A next generation pill bottle has been designed for Target with unique features to improve readability and usability.
Check out this design.
The ClearRx system Adler designed for Target includes bottles for pills and liquids and a measuring syringe. Here’s the pill bottle that hits shelves in May.
(1) Easy I.D.
The name of the drug is printed on the top of the bottle, so it’s visible if kept in a drawer.
(2) Code red.
The red color of the bottle is Target’s signature— and a universal symbol for caution.
(3) Information hierarchy.
Adler divided the label into primary and secondary positions, separated by a horizontal line. The most important information (drug name, dosage, intake instructions) is placed above the line, and less important data (quantity, expiration date, doctor’s name) is positioned below.

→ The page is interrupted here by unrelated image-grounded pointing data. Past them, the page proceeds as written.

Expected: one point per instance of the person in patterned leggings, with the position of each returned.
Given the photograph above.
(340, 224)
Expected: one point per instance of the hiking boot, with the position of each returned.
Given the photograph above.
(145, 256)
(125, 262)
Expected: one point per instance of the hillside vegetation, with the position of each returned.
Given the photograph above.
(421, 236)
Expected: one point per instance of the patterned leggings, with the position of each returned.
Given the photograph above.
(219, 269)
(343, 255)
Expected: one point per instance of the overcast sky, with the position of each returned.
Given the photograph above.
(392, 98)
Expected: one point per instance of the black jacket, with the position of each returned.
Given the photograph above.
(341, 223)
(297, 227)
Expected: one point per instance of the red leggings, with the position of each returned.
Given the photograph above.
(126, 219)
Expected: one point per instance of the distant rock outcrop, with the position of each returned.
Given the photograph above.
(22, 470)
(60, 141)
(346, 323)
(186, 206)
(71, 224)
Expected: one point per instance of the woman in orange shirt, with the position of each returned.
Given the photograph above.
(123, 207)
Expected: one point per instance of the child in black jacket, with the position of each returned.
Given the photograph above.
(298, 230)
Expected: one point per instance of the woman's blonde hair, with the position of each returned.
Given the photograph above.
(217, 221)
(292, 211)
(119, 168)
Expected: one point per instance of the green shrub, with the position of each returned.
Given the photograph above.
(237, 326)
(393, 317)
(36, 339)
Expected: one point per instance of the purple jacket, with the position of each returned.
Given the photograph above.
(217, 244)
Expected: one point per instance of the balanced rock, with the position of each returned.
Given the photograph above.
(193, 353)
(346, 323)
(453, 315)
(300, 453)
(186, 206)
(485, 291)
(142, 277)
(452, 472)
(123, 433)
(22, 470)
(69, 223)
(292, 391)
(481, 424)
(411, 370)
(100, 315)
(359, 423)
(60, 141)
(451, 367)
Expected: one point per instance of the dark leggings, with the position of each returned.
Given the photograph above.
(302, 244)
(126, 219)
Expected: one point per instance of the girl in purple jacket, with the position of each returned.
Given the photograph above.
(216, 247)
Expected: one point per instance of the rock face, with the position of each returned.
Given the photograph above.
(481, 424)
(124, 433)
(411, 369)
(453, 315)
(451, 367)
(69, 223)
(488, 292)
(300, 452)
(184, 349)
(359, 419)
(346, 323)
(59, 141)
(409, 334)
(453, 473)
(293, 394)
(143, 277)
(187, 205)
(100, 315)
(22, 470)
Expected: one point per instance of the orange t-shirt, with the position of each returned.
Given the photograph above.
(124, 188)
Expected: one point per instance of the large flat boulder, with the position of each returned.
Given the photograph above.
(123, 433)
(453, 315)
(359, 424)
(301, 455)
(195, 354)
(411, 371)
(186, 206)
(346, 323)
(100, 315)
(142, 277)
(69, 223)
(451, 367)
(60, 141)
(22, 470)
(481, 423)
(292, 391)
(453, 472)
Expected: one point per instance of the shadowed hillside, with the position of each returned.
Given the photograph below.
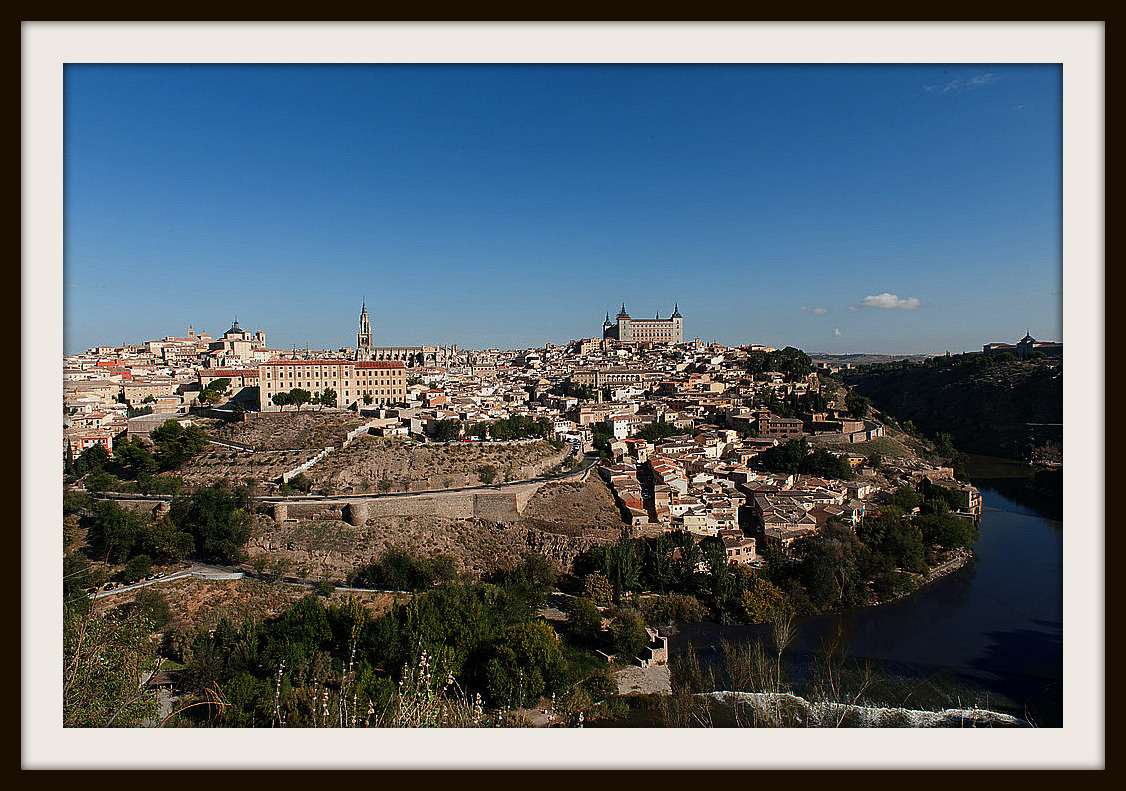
(1010, 409)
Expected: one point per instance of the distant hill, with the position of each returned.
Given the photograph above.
(1002, 409)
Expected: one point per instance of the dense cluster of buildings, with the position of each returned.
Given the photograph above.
(702, 479)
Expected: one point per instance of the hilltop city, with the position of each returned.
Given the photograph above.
(678, 424)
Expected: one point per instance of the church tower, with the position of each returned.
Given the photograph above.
(364, 337)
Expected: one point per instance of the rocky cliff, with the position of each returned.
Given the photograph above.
(1004, 409)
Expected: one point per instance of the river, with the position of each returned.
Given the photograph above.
(989, 634)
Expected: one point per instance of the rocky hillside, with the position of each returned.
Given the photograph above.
(410, 467)
(561, 520)
(1006, 409)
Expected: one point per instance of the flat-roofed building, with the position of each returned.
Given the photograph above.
(383, 381)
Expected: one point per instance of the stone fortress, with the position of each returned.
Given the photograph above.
(658, 330)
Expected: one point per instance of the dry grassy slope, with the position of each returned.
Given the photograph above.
(984, 409)
(561, 521)
(369, 460)
(197, 603)
(217, 463)
(284, 430)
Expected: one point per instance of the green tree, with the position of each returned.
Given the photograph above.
(300, 396)
(446, 430)
(219, 523)
(92, 459)
(99, 480)
(152, 605)
(134, 458)
(628, 634)
(527, 661)
(104, 656)
(583, 622)
(762, 601)
(115, 531)
(857, 405)
(139, 567)
(177, 443)
(597, 588)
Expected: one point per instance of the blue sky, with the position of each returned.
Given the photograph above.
(877, 209)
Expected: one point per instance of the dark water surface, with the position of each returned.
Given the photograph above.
(989, 634)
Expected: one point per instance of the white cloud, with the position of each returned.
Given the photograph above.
(959, 85)
(887, 301)
(982, 79)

(4) Upside down to save paper.
Klaus Rosburg, a Brooklyn-based industrial designer hired by Target, came up with an upside-down version that stands on its cap, so that the label can be wrapped around the top. Every piece of paper in the package adds up to one eight-and-a-half-by-fourteen-inch perforated sheet, which eliminates waste and makes life easier for pharmacists.
(5) Green is for Grandma.
Adler and Rosburg developed a system of six colored rubber rings that attach to the neck of the bottle. Family members choose their own identifying shade, so medications in a shared bathroom will never get mixed up.

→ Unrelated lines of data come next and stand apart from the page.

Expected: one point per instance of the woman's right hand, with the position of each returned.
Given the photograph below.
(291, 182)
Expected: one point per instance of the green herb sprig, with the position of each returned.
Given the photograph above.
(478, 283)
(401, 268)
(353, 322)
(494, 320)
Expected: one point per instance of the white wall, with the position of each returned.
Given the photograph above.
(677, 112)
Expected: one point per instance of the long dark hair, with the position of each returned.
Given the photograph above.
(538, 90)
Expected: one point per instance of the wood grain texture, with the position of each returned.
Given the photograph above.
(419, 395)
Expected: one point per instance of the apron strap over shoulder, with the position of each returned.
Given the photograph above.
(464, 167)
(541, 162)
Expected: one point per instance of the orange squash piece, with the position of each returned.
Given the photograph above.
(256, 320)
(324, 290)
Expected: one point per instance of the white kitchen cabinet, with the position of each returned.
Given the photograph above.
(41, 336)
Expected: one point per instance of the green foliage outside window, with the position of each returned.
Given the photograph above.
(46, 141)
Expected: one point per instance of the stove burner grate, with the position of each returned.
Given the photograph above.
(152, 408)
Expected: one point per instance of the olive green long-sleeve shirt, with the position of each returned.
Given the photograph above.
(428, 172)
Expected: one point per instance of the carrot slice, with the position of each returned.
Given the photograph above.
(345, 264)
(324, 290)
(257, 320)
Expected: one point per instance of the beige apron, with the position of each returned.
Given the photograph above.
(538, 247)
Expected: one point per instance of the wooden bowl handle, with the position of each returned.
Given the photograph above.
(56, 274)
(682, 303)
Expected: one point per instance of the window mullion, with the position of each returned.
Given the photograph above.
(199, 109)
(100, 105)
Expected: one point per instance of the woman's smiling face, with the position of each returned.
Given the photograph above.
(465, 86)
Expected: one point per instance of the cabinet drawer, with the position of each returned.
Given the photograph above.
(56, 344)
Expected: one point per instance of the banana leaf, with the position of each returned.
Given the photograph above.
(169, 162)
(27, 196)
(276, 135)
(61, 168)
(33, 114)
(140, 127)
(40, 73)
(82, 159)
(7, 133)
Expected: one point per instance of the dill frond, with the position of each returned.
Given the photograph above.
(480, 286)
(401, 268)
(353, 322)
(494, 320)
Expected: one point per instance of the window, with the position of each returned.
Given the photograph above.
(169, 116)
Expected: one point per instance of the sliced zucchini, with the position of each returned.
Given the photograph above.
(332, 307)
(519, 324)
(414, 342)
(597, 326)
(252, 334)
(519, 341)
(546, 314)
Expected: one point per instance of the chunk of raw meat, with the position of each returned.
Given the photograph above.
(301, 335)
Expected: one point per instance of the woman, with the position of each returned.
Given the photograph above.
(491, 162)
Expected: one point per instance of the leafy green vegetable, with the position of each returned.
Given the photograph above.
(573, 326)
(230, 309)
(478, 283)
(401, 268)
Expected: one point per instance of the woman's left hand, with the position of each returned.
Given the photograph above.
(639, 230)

(6) An info card that’s hard to lose.
A card with more detailed information on a drug (common uses, side effects) is now tucked behind the label. A separate, expanded patient-education sheet, designed by Adler, comes with three holes so it can be saved in a binder for reference.
(7) Take “daily.”
Adler avoided using the word once on the label, since it means eleven in Spanish.
(8) Clear warnings.
Adler decided that many of the existing warning symbols stuck on pill bottles don’t make much sense—the sign for “take on an empty stomach,” for instance, looked like a gas tank to her—so together with graphic designer Milton Glaser, for whom she now works, she revamped the 25 most important.